Print this out and bring it with you to your doctor's appointment.
posted by hal_c_on at 11:18 AM on January 14, 2011


Make a chart of the information above and give it to your doctor. For peace of mind, stop reading literature about vitamins and neurology.

I am not a doctor but I have neurological problems and I've seen a lot of specialists. The ones you see might or might not be interested in the information you present them with about having taken vitamins. You might want to be prepared for that.
posted by vincele at 11:34 AM on January 14, 2011


B3 or niacin can cause flushing and arrhythmias. High doses of B6 can cause loss of sensation in peripheral nerves. It's also involved in monoamine (serotonin, dopamine, epinephrine, norepinephrine etc.) production, and what you describe sounds a little bit like what people on MAOIs experience if they eat tyramine. I couldn't find any hard information on how much tyramine is in nutritional yeast, but I saw a few sites suggested that people on MAOIs avoid yeasts and fermented foods.

Sorry, I don't know the mechanism of what is going on, but if I can speculate unscientifically, it may be possible that B6 or nutritional yeast is messing with the momoamines in your system. It may be possible that your body is responding to the cessation of SSRI treatment by upregulating monoamine production or upregulating monoamine receptors. Or maybe your body has downregulated monoamine oxidase to try to conserve monoamines in the synapse. Sorry, this is wild speculation. Your doctor would know better what is happening in your body.

If I were in your shoes, I would stop taking B6 and nutritional yeast for the time being, and ask my doctor specifically about taking B vitamin supplements.
posted by abirae at 11:37 AM on January 14, 2011


IANAD, just a deficiency sufferer.

First, vitamin deficiencies can often be tested for (usually by blood sample). Ask your doctor about what tests might be appropriate... for instance, B12 deficiency can cause similar symptoms.

The tests for water soluble vitamins (like B's) can be skewed if you supplement before you do the test: Ask your doctor if you need to stop taking vitamins for some period before being tested.

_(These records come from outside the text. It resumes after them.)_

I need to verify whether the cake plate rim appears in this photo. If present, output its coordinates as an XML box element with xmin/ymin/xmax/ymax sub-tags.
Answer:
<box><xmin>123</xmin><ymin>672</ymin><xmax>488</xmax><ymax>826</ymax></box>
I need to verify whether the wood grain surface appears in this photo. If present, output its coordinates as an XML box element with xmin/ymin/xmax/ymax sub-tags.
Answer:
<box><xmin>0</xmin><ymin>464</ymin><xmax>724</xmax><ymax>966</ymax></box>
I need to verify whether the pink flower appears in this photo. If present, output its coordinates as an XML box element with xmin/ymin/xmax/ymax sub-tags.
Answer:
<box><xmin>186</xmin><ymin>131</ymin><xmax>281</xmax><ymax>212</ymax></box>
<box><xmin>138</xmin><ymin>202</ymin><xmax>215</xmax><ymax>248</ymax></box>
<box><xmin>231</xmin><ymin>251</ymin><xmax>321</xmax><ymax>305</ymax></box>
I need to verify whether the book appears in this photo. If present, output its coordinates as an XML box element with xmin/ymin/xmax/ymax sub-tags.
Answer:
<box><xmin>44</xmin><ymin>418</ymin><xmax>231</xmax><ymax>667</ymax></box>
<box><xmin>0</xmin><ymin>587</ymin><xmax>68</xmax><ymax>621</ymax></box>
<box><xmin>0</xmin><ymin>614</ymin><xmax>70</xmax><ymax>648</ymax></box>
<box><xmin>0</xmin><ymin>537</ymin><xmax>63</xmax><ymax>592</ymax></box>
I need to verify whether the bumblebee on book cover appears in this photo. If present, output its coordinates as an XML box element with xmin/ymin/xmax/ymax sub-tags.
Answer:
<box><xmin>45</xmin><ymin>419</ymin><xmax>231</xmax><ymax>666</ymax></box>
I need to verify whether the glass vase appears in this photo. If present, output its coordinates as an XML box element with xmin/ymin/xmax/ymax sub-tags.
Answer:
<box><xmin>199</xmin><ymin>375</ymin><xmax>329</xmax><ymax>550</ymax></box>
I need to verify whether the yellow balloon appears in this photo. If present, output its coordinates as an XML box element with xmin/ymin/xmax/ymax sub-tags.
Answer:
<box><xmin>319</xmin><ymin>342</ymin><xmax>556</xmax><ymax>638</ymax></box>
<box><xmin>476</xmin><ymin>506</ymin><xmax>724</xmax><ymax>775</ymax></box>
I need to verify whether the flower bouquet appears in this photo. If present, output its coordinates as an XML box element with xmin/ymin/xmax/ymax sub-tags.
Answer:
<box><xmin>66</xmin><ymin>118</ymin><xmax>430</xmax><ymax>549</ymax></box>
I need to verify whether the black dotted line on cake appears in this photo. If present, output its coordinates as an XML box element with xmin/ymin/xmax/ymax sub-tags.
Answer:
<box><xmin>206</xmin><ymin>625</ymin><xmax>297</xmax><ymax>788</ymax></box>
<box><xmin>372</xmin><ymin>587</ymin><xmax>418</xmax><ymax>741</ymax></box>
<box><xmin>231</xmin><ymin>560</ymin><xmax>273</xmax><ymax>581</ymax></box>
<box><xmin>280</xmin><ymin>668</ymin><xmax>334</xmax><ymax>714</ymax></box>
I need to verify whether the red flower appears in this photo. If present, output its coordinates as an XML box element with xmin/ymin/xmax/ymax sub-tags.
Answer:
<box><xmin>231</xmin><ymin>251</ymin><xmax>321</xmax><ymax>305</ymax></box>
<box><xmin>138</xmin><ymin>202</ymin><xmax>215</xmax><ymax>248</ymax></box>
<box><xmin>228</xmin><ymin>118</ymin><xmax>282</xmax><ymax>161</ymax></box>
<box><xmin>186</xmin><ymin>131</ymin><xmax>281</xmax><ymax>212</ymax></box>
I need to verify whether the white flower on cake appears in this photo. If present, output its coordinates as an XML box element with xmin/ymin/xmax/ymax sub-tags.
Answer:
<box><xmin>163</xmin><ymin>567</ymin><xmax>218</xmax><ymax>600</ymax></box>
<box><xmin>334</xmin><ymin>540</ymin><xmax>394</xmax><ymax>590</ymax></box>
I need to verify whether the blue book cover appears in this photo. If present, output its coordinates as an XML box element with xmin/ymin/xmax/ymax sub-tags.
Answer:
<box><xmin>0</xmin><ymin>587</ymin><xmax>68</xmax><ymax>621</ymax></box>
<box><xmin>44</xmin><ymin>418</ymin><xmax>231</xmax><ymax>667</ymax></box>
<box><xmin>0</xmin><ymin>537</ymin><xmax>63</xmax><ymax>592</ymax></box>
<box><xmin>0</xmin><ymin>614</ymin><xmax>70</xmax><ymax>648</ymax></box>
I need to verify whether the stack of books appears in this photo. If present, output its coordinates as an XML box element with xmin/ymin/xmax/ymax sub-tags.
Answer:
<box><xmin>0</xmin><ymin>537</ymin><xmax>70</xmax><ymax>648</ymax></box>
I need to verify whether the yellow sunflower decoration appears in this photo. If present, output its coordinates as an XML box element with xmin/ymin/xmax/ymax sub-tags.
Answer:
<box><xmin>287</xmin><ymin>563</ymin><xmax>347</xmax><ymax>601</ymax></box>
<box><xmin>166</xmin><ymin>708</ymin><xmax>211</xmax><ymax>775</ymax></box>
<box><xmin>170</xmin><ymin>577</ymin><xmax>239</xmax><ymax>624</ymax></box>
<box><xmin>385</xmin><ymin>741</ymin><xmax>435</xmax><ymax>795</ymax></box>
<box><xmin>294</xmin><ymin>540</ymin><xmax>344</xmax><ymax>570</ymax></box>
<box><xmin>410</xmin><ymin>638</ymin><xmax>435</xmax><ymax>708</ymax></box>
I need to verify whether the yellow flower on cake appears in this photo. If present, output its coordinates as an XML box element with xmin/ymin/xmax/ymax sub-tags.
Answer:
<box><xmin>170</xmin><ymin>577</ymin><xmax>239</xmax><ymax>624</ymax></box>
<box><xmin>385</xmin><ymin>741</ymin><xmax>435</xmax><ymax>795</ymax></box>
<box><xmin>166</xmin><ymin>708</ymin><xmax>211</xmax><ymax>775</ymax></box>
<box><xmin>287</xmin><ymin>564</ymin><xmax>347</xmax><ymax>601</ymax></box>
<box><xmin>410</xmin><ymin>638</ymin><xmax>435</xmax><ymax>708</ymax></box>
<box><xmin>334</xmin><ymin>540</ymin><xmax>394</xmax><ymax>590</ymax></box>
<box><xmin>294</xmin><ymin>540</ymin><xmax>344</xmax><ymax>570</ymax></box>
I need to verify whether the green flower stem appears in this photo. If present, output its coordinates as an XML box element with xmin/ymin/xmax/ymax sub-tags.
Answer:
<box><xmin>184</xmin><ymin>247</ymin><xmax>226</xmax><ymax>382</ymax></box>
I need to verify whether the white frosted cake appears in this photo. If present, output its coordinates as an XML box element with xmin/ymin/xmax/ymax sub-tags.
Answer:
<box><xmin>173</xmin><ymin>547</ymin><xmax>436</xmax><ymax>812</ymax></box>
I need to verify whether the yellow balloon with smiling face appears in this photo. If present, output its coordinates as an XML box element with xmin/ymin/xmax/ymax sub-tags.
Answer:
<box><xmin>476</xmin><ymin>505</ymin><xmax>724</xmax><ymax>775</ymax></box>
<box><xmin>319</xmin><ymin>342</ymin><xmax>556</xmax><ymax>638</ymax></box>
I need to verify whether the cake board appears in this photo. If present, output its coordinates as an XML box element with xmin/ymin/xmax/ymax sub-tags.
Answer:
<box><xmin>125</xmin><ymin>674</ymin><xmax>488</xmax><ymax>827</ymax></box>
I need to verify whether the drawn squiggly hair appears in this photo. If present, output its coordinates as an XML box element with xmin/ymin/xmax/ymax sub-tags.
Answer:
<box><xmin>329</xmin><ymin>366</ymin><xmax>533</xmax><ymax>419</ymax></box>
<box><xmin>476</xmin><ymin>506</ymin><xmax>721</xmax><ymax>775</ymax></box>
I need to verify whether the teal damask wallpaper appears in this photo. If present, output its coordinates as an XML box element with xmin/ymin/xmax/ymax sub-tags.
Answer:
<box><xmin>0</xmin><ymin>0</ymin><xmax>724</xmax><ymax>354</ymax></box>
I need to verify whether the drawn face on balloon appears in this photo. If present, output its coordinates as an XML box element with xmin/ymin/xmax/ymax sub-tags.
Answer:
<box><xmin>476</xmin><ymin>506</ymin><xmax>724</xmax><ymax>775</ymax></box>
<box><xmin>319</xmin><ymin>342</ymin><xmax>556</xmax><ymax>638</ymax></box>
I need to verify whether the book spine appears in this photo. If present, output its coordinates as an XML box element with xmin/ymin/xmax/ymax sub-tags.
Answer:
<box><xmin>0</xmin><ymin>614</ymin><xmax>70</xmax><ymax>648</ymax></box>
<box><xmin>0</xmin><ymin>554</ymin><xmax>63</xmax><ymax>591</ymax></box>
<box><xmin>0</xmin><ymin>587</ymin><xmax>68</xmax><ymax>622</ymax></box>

Second, if you have a deficiency... slow down. Recovering from a deficiency is very much like recovering from starvation: one giant meal isn't going solve the problem, it's just going to make you sick. Six months is a likely time frame, and trying to rush it will only cause other problems.

Third, if you're still taking vitamin D, make sure the amount is moderate. Too much can cause (reversible over a few months) neuropathy and loss of strength.

Fourth, B vitamins seem to be involved in melatonin production, which helps regulate sleep. Even someone totally healthy can have sleep disturbances after large increases in B's.

Fifth, be careful what you read. Google turns up tons of quasi-legitimate sites that can lead to a lot of needless distress. Wikipedia, nih.gov, the mayo clinic, and a few others have good, solid, researched information. Be prepared to quiz your doc on her vitamin knowledge based on those, but don't get into the alternative sites.

This kind of health problem is one of the most frustrating things you can experience. Waking up in the middle of the night, wondering what the hell is going on, was always the worst. Don't give up, keep trying things, and keep doing the things that work.